The rhythm section of Phil Lesh, Bill Kreutzmann, and Mickey Hart remain much more than a mere rhythm section. It’s not just a backbeat, it’s a melodic riff. This would become even more apparent in the second set when they took over the stage for close to half an hour when the rest of the band took their leave in the middle of a jam that began as soon as they hit the stage after intermission. The disco tinged “Shakedown Street” broke the ice and, while folks made their way to a place where security wouldn’t insist they sit down instead of dance, the first strains of Bob Dylan’s “All Along the Watchtower” unleashed themselves from Haynes’ guitar. From there it was back to the early psychedelia of the Dead’s catalog. A jam that began with Haynes singing “Caution, Do Not Stop On Tracks” from the Anthem of the Sun album proceeded into a rhythm section performance that had its roots in the place in the human soul that resides somewhere between the Garden of Eden and the future we do not know. That’s a mighty big space, but this rhythm crew can fill it like no other. Entwined in the rhythm section’s recital were guitar notes that seemed to come from that space Sun Ra called the place. The rhythm section solo came back around with another hippie classic titled “Cosmic Charlie” from the 1969 album Aoxomoa and then bassist Lesh lent his vocals to “New Potato Caboose” — a song that sometimes sounds like it was written by Arnold Schoenberg after he attended a blues club on acid.

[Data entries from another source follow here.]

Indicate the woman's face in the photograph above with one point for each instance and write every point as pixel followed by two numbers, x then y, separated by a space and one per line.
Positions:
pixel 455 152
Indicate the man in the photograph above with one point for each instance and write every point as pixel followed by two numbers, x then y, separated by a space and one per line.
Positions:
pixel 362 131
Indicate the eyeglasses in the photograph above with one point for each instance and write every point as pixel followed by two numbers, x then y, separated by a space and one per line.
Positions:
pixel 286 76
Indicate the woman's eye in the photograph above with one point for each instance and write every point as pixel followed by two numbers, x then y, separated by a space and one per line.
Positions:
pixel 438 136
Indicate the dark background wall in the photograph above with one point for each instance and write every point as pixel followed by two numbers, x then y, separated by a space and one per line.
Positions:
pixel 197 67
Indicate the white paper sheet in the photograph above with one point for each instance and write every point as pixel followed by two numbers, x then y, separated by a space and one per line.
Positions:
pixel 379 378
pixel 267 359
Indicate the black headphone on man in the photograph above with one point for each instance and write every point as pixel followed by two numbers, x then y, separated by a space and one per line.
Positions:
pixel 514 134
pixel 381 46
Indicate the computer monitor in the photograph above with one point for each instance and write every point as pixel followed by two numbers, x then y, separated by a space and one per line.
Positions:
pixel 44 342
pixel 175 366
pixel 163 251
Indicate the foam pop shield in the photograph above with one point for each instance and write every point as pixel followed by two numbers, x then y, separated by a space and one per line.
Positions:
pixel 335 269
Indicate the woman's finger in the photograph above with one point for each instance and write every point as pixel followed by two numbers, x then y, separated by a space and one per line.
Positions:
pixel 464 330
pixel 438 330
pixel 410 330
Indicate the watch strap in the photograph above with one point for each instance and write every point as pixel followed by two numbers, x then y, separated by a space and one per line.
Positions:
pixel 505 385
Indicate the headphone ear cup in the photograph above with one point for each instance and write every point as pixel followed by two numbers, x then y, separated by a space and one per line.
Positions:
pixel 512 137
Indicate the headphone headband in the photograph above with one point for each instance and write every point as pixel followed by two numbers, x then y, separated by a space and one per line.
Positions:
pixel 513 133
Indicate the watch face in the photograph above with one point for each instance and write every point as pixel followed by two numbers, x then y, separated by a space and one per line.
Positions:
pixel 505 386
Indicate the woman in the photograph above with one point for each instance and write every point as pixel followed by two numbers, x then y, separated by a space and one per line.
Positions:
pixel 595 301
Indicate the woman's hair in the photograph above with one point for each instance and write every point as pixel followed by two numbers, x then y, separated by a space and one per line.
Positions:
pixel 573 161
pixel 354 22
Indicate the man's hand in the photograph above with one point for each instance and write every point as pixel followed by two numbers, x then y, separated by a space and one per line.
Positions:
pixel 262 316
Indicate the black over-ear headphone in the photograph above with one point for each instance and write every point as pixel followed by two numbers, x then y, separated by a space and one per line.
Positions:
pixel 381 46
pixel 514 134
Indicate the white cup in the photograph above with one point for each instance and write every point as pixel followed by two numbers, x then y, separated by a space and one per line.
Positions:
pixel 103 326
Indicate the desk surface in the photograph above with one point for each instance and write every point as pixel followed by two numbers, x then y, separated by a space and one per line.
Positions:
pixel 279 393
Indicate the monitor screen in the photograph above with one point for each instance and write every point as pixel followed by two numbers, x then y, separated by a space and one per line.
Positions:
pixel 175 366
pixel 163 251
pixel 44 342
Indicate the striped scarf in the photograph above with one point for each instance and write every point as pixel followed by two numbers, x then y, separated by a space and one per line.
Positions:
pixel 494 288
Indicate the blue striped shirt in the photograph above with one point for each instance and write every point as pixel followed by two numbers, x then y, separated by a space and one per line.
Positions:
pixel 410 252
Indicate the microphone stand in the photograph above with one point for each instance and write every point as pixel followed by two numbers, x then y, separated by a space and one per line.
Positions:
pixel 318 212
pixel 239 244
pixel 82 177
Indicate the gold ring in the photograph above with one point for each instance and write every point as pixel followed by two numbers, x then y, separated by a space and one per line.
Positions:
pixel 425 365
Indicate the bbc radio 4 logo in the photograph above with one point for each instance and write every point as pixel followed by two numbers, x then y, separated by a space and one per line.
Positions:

The set continued with a sonic adventure lifted from the first side of the 1975 Blues for Allah album. This series pf songs, which begins with the jazzlike “Help On the Way” slides into the instrumental “Slipknot” and releases itself in the anthemic “Franklin’s Tower” with its directive to “roll away the dew.” It was during this part of the concert that I was reminded of John Coltrane’s album Ascension. The music that came from the stage in Greensboro during this segment came down in walls without dimensions. Walls that overwhelmed the structure they were meant to contain. Walls that crumbled from their own depth and breadth of sound. Walls that became waves of musical substance without limit. Walls that resolved themselves in the dance that “Franklin’s Tower” insisted on.
And then, it was over. The band played the blues classic “Samson and Delilah” for an encore. This is a song that claims that “if he had his way, he would tear this whole building down.” Although the Greensboro Coliseum was able to contain the Dead this evening, if they continue to perform as they did the opening night of their tour, there may come a time when no building can.